Llegando a la edad florecida y frutecida de la juventud, “jenuesse doreé”del poeta encendido en el pabilo del idealismo y la esperanza, Bialik siente como propias la desventura y el dolor, la malhadada suerte de su pueblo, y de ellas son las primeras vislumbres que inspiran su poesía. Otros ilustres corredentores suyos –sociólogos, políticos, científicos, artistas y toda la incontable gama de la actualidad, el arte y la ciencia judíos- compartían con él sentimientos y pensamientos consagrados a la aventura y el destino de Israel, pero en Jaim Najman Bialik se da el antiquísimo proceso anímico-poético: Que es el poeta el que vive ciertos instantes especiales, y éstos son “instantes poéticos” aunque sean experiencia común esa todos los hombres: la única diferencia es que el poeta los recuerda y a él le es dada la preciosa facultad de reencarnarlos en palabras, sonidos, colores, en la “poesis”, la poesía que él tiene el inefable poder de crearlas. ( Podein es en l preciso latín el nombre original de la poesía, y su significado es el de “hacer cosas”).
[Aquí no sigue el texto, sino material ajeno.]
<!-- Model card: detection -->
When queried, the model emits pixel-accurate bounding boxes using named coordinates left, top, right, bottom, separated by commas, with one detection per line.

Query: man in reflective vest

El”podein” poético no habría de abandonarlo nunca, y haría de él el poeta épico y trágico, el cantor grave y amargo en quien el pueblo judío vería su dulce interprete, su armonioso expositor, su solidario hermano, su panhumano rabino poético en la exaltada manifestación y vivencia a través de los conmovedores y profundos veros propios de raza de la raza de los poetas.